In utero, a placenta supports life by providing essential oxygen and nutrients to the developing baby, removes waste from the baby’s blood, produces hormones to help the baby grow and passes immunity from mom to baby. After birth, placentas are often discarded as medical waste even though they have been shown to be helpful in treatment of wounds, burns and other conditions.

“Our patients expressed interest in helping others by donating tissues, such as the placenta, when they are no longer needed,” said Dr. Margaret Marcrander, Mercy St. Louis chief of staff and practicing OB/GYN, who championed the donation program. “By offering the option to donate, we enable our patients to have successful birth plans while helping future patients.”
Newborn tissue donation reduces medical waste while helping other patients in many ways.
“Chronic, nonhealing wounds can have life-altering impacts for patients,” said Dr.
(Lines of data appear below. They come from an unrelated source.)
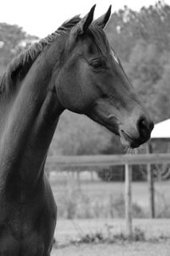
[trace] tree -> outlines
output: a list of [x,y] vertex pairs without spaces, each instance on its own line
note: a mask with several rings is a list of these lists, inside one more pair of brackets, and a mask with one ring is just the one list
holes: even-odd
[[0,23],[0,74],[3,74],[14,56],[38,38],[27,34],[17,25]]

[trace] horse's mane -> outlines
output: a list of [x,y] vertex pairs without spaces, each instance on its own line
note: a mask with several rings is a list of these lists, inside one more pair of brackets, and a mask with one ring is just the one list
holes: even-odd
[[54,33],[33,44],[28,50],[22,51],[14,58],[0,79],[0,94],[3,94],[3,92],[8,94],[10,91],[14,91],[16,79],[24,77],[44,49],[50,45],[58,35],[69,30],[80,20],[80,16],[77,15],[65,22]]

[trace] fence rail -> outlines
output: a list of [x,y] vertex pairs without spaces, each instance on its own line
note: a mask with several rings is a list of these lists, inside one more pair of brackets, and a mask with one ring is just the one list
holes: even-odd
[[[125,166],[125,221],[127,234],[132,235],[132,166],[147,164],[148,174],[152,174],[151,164],[170,163],[170,154],[119,154],[119,155],[93,155],[93,156],[53,156],[48,157],[46,166],[57,167],[83,167],[83,166]],[[72,170],[72,168],[70,168]],[[81,169],[80,169],[81,170]],[[152,177],[152,175],[150,175]],[[150,194],[150,216],[154,218],[154,186],[153,179],[148,182]],[[152,189],[151,189],[152,188]]]
[[46,165],[57,166],[108,166],[170,163],[170,154],[114,154],[48,157]]

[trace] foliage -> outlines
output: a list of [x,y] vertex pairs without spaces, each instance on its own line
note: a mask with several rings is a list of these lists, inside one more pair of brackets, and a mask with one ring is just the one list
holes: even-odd
[[0,74],[3,74],[14,56],[38,38],[27,34],[17,25],[0,23]]
[[[155,122],[170,117],[170,6],[158,2],[112,14],[106,28],[111,46]],[[0,23],[0,76],[12,58],[38,38],[16,25]],[[50,154],[121,154],[116,136],[71,113],[61,118]]]
[[[68,219],[125,218],[125,198],[123,195],[109,195],[107,200],[94,198],[82,191],[78,183],[70,182],[65,189],[64,195],[57,197],[58,217]],[[144,210],[132,204],[134,218],[146,218]]]

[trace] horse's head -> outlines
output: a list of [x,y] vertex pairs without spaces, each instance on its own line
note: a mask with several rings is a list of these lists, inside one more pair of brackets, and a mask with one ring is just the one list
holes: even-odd
[[63,107],[85,114],[134,148],[153,128],[103,30],[111,8],[93,22],[93,6],[68,33],[56,90]]

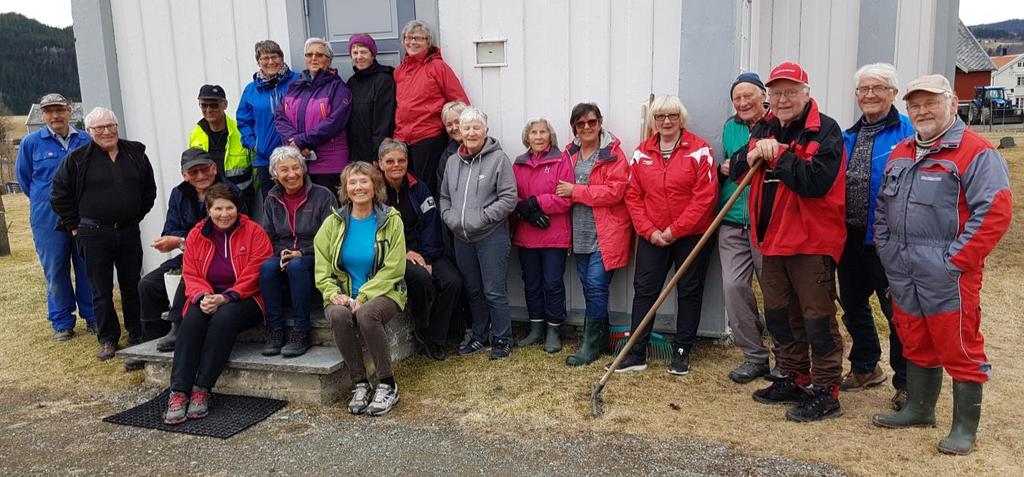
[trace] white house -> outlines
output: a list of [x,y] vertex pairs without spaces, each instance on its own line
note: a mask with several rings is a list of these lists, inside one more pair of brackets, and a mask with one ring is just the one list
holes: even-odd
[[[857,117],[853,73],[860,64],[896,64],[901,84],[923,74],[953,76],[958,0],[73,0],[85,105],[112,107],[122,134],[141,140],[156,163],[161,194],[142,224],[143,241],[161,230],[167,194],[180,181],[178,158],[200,118],[200,85],[220,84],[236,101],[256,70],[253,45],[273,39],[302,67],[302,44],[324,37],[348,72],[349,34],[378,39],[382,62],[399,59],[402,25],[435,26],[444,58],[470,99],[490,116],[492,135],[510,156],[521,151],[528,117],[549,118],[562,140],[579,101],[602,107],[605,125],[627,148],[641,137],[649,94],[678,94],[689,128],[713,144],[731,113],[728,87],[742,71],[767,76],[783,60],[803,64],[812,95],[840,124]],[[486,41],[478,48],[481,41]],[[497,56],[496,56],[497,55]],[[488,62],[493,62],[488,64]],[[347,75],[346,75],[347,76]],[[629,153],[628,153],[629,154]],[[147,252],[146,265],[164,257]],[[515,260],[512,261],[515,263]],[[701,334],[726,333],[720,272],[708,276]],[[568,267],[574,268],[574,267]],[[611,306],[628,322],[632,269],[616,273]],[[509,271],[513,303],[522,304],[518,270]],[[583,300],[574,269],[566,274],[570,307]],[[675,299],[663,307],[658,327]],[[520,309],[521,310],[521,309]]]

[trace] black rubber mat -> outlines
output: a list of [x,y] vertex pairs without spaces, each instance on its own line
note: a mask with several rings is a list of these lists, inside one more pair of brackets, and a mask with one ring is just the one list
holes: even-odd
[[165,389],[142,404],[103,418],[103,422],[226,439],[269,418],[288,404],[288,401],[280,399],[212,393],[210,414],[206,418],[168,426],[164,424],[164,409],[167,408],[167,396],[170,392]]

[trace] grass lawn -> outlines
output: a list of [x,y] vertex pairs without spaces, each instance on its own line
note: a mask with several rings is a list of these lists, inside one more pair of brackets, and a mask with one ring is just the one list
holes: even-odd
[[[1004,134],[993,134],[998,141]],[[892,389],[886,386],[841,396],[842,418],[795,424],[784,407],[751,399],[765,386],[735,385],[726,378],[742,359],[736,348],[705,346],[695,351],[686,377],[672,377],[666,365],[646,373],[615,376],[605,389],[605,416],[590,416],[590,389],[601,377],[604,362],[583,368],[562,364],[574,351],[567,346],[551,356],[540,348],[514,350],[512,358],[490,362],[486,356],[454,357],[436,363],[417,357],[396,366],[402,402],[389,419],[455,423],[471,431],[528,439],[540,434],[586,438],[591,433],[644,434],[664,438],[722,442],[764,456],[827,463],[856,475],[1024,475],[1024,428],[1021,426],[1021,385],[1024,362],[1024,135],[1005,151],[1017,199],[1014,225],[986,265],[982,293],[982,333],[994,367],[985,386],[982,423],[976,451],[966,458],[941,456],[936,443],[948,432],[951,415],[949,378],[943,386],[934,429],[892,431],[871,426],[870,417],[888,411]],[[5,196],[13,255],[0,258],[0,388],[48,391],[76,399],[123,392],[141,381],[126,374],[119,360],[94,358],[95,339],[79,336],[54,343],[45,319],[43,278],[32,248],[28,203]],[[516,279],[516,277],[510,277]],[[884,321],[880,327],[887,350]],[[883,356],[886,367],[887,356]],[[343,415],[339,407],[312,413]],[[667,452],[672,450],[666,449]]]

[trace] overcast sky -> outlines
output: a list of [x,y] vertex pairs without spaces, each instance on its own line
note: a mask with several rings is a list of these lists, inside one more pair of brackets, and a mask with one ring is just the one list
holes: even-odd
[[[831,0],[846,1],[846,0]],[[980,25],[1024,18],[1024,0],[961,0],[961,19]],[[0,12],[16,11],[51,27],[71,25],[71,0],[0,0]]]

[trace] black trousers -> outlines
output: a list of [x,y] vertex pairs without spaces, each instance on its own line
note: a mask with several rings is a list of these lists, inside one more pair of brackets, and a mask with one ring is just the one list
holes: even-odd
[[432,272],[413,262],[406,262],[409,306],[406,308],[424,339],[443,345],[452,315],[460,304],[462,276],[445,257],[429,261]]
[[142,241],[138,225],[123,228],[88,225],[78,227],[78,247],[85,258],[86,275],[92,288],[92,308],[96,313],[96,338],[100,344],[116,344],[121,324],[114,309],[114,270],[121,289],[121,311],[125,329],[132,338],[142,337],[139,322],[138,281],[142,271]]
[[846,245],[839,262],[839,301],[843,306],[843,323],[853,344],[850,346],[850,368],[854,373],[870,373],[882,359],[882,346],[874,328],[874,316],[868,303],[871,294],[879,299],[882,314],[889,322],[889,365],[892,366],[893,386],[906,388],[906,358],[903,344],[893,327],[893,305],[886,297],[889,279],[879,254],[864,243],[865,230],[847,226]]
[[[637,241],[631,330],[636,330],[640,326],[644,315],[657,301],[657,295],[662,293],[669,271],[682,266],[686,256],[699,241],[700,235],[689,235],[677,240],[668,247],[657,247],[643,237]],[[676,335],[672,338],[673,348],[689,349],[696,343],[697,327],[700,324],[700,305],[703,301],[703,280],[710,258],[711,248],[705,247],[676,284]],[[647,327],[643,331],[631,353],[637,356],[646,355],[651,328],[653,327]]]
[[239,333],[259,324],[263,311],[255,298],[220,305],[212,315],[189,304],[174,343],[171,390],[190,392],[193,385],[213,389],[224,371]]
[[[173,269],[181,269],[180,255],[161,263],[138,283],[143,341],[166,335],[171,330],[171,321],[181,321],[181,307],[185,303],[185,280],[178,283],[178,290],[174,293],[174,303],[167,301],[167,287],[164,285],[164,273]],[[168,311],[170,321],[162,318],[165,311]]]
[[427,183],[435,199],[440,193],[437,188],[437,163],[446,145],[447,134],[444,133],[409,144],[409,168],[417,179]]

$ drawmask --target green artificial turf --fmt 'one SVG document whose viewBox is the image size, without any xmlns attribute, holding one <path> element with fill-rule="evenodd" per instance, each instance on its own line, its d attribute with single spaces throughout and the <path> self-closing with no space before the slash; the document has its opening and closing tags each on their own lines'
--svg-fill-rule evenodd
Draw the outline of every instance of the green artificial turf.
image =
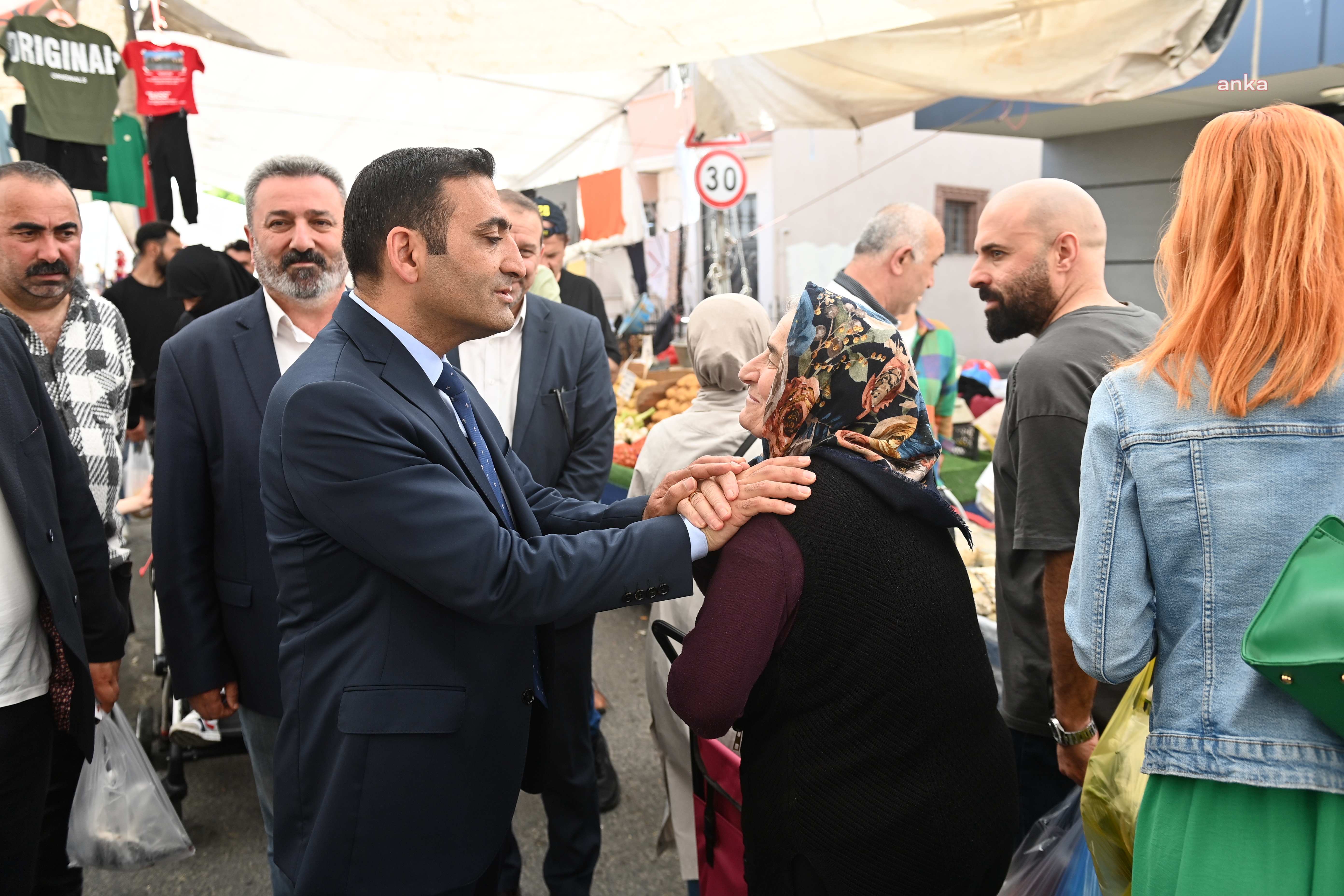
<svg viewBox="0 0 1344 896">
<path fill-rule="evenodd" d="M 962 504 L 976 500 L 976 480 L 989 466 L 989 453 L 981 451 L 978 461 L 968 461 L 956 454 L 942 455 L 942 481 Z"/>
</svg>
David German, wound care and plastic surgeon with Mercy Hyperbaric and Wound Care in St. Louis. “The placenta contains specialized tissues in two layers that promote healing. I have seen dramatic improvement in chronic wounds that decrease in size and heal with the help of skin grafts created with placental tissue.”
Donating newborn tissue is done at no cost for patients and can potentially benefit up to 100 people. Mercy hospitals in Joplin and Springfield, Missouri, will launch programs later in May, with Arkansas and Oklahoma hospitals launching later this summer.
Cardin said, “It was easy. It’s no money out of my pocket and all I had to do was sign a form. It was a simple good deed to help others.”